After Six Coin Tosses, Sanders Camp Complains that Money Bought Iowa

Political columnist Daniel Loud with the some pertinent details about last week’s Iowa caucus. 

In the past few days, Bernie Sanders has criticized the conduct of the Iowa caucuses, arguing that the voting, like many other elections in the country, was decided by money. This monetary influence over the caucus did not come from big business, but instead from the six coin tosses that decided key votes in the state.

“Every American is aware that money holds enormous sway over elections in the U.S.” explained Margaret Thompson, a Sanders spokesperson, “and nowhere was it more blatant than in Iowa this past week.”

In last week’s Iowa caucuses for the Democratic party, Hillary Clinton barely edged out Sanders, and it has widely been reported that the coin tosses, if they had gone differently, could have given Sanders the win. To many involved with the campaign, this is just another symbol of the corrupting influence money has on elections.

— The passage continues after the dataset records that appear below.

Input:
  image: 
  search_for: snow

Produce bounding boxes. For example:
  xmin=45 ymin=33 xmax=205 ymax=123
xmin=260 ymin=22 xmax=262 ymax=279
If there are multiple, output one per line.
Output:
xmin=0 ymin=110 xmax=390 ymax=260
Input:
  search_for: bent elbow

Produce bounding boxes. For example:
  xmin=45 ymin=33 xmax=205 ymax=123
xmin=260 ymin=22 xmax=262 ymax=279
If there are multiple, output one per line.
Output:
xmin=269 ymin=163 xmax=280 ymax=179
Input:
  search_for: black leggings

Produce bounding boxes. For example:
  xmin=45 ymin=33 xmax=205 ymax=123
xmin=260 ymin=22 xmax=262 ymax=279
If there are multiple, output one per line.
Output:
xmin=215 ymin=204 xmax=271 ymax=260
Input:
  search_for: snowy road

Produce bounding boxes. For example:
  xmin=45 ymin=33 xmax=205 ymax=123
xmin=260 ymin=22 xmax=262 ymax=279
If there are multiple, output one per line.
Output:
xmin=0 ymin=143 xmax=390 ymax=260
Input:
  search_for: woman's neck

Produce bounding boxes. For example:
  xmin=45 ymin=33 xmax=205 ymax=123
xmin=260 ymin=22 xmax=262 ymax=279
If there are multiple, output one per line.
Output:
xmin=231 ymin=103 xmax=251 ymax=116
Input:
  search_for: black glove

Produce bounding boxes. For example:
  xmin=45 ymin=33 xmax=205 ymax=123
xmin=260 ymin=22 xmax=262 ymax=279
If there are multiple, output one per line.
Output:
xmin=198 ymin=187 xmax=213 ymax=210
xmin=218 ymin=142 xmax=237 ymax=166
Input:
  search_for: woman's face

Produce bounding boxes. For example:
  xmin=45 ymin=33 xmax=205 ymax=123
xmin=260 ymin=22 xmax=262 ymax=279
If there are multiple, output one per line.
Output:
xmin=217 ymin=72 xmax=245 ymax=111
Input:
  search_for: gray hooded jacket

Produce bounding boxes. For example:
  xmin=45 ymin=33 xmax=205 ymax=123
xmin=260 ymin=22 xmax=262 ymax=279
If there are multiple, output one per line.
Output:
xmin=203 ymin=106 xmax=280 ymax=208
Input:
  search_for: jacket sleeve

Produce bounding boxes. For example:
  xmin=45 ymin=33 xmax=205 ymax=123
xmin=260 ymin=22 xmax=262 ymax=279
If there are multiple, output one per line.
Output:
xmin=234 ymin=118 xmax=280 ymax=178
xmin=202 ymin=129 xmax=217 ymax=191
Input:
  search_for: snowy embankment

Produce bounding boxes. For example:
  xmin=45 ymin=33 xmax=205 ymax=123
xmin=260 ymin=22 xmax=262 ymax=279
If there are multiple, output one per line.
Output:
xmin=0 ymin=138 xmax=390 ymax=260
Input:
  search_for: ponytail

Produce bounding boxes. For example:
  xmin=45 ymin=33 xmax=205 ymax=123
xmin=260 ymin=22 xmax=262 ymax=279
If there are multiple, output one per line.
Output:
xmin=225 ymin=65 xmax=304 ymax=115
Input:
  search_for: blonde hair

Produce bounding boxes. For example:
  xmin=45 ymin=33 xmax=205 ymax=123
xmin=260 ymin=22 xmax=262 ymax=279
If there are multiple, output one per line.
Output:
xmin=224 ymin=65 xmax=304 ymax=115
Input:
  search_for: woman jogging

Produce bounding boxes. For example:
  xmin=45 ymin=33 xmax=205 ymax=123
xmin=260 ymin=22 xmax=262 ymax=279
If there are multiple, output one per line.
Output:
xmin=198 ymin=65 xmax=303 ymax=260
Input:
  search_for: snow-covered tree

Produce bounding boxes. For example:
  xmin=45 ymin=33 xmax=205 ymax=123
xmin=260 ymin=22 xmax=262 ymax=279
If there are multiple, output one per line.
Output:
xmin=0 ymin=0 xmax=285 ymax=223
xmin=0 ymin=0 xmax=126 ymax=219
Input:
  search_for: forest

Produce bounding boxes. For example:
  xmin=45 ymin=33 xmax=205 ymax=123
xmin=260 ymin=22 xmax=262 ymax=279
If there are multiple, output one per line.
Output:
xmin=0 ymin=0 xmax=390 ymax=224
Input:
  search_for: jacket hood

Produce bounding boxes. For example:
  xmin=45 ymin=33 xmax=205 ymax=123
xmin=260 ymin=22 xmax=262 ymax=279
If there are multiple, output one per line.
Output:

“The only way to ensure free elections in this country is to remove money from the equation completely, or else money will always decide the elections,” argued Thompson. “This time around, money literally decided the election. Like people did what money told them to do. If that isn’t corrupt I don’t know what is.”

Tackling the corrupt system of campaign finance has been a staple of the Sanders campaign, which makes the Iowa incident hit particularly close to home. “Even six cents, if they aren’t in our favor, could corrupt the voters, and that’s exactly what happened in Iowa,” commented Thompson before the recent debate between Sanders and Clinton. “Hopefully, all the voters will just leave their wallets at home before the next primary.”

Among many conservatives, it is believed that the coin tosses represent divine intervention; that money and, by extension, the very system of American capitalism has rejected Bernie Sanders and his toxic brand of socialism — very similar to when a Bald Eagle attacked Donald Trump.